Those of you who know me well know that it is as much about the journey as the destination. Therefore a necessary trip to Manchester, which I have never knowingly visited before, led to a 2 night stay and a drive through the Peak district to get there. Always enjoy a scenic route rather than motorways if not in a hurry.
We had to stay overnight before our appointment at TLS as our appt was at 9.30am and it’s about a 3 hour drive from home. We broke the drive up with a couple of interesting stops.
Firstly we stopped at Bolsover Castle near Chesterfield. ‘Perched on a ridge above a vale, Bolsover Castle is an extraordinary aristocratic retreat, containing exceptional wall-paintings and interiors’. Founded in 11th century it was seized by the Crown in 1155 but was neglected from mid 14th century. The ruins provided the setting for the Little Castle, begun in 1612. The Terrace and Riding House Ranges were then added making Bolsover a place for aristocratic entertainment. King Charles 1 & Queen Henrietta Maria visited in 1634 when lavish entertainments were provided for them. The decline started in the 1680s and was hastened when the Bolsover Colliery was opened in 1889 causing mining subsidence. After WW2 it was given to the ministry of Works to stabilize the fabric and it passed to English Heritage in 1984.

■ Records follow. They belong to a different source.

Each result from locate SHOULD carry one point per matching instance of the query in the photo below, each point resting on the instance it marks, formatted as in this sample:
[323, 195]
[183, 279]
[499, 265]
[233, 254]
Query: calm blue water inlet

The exterior was most impressive with stunning views of the castle grounds and the landscape beyond from the walk around the walls. Internally the restoration works are excellent and we found a most knowledgeable volunteer to talk to us about the history of the Castle. In the King’s bedchamber (only used for the one royal visit!) there are 2 anterooms – one showing that hedonism will lead to hell – and the other showing celestrial ‘fun’, with Jesus in the centre dancing! So it begs the question ‘does it matter if you go to heaven or hell’ because you will have a good time in the hereafter either way.
So we really enjoyed Bolsover Castle and our walk around the walls.

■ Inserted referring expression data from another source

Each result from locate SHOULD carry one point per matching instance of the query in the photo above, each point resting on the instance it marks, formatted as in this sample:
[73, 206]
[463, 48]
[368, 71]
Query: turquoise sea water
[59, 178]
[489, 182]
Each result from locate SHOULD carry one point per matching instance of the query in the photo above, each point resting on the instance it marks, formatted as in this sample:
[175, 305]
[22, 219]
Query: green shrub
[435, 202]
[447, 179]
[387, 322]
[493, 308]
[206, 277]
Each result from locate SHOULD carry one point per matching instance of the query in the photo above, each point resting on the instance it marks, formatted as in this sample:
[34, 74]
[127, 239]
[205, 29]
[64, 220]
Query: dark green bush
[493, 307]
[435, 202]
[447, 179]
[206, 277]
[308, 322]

Then onto Bakewell – famous for Bakewell tart and, apparently, Bakewell pudding. We found the recommended tea rooms which bake said delicacies to the original recipes and ordered a pudding to share. Delicious!
We spent a quiet evening in our somewhat basic Ibis hotel room rechecking our forms (had to have individual dosiers) ready for the morning excitement!

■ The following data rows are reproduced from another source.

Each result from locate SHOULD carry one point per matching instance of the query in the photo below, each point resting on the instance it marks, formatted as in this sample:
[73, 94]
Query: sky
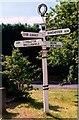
[23, 11]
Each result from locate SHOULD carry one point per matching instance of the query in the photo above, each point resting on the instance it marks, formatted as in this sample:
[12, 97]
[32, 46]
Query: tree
[64, 16]
[19, 70]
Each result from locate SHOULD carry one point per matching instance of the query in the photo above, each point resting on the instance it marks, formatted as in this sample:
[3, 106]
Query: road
[57, 86]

It took a while but we were finished after about 2 hours and headed for the Lowry Centre.
The Lowry Galleries and exhibition were superb. Really enjoyed seeing the extensive range of art produced by L S Lowry.
Laurence Stephen Lowry ( LAO-ree; 1 November 1887 – 23 February 1976) was an English artist. His drawings and paintings mainly depict Pendlebury, Lancashire, where he lived and worked for more than 40 years, Salford and its vicinity.
Lowry is famous for painting scenes of life in the industrial districts of North West England in the mid-20th century. He developed a distinctive style of painting and is best known for his urban landscapes peopled with human figures, often referred to as “matchstick men”. He painted mysterious unpopulated landscapes, brooding portraits and the unpublished “marionette” works, which were only found after his death.
His use of stylised figures, which cast no shadows, and lack of weather effects in many of his landscapes led critics to label him a naïve “Sunday painter”. (extracts from the Tate London)
We also crossed the bridge over the now defunct Manchester ship canal. Strange to see this huge waterway which was built when Manchester was a major port, only being used by a few kayaks, paddleboarders and open water swimmers. We made a short visit to the Imperial War Museum North. Horrific to note the similarities between the Hitler regime and Putin and Russia now. Frightening.
In the evening we had a super meal at the Pier Eight restaurant before going to see ‘Paul Merton and Chums Impro’ at the theatre. A most enjoyable end to our day. Always good to have a belly laugh or two after a hard day at the visa centre!
Returning home, via the scenic Peak District again, we stopped in the picturesque (but very busy) market town of Castleton and visited Peveril Castle. It is a spectacularly sited castle, started around 1066, high on a ridge above the town. The sheer drops all around would have provided excellent defence from attack. there are breathtaking views over the Peak District’s hills and valleys.
We wandered around the town, had lunch at a local hostelry and headed for home to await the outcome of our visa application.
Fingers crossed my next blog will be from France … and very soon!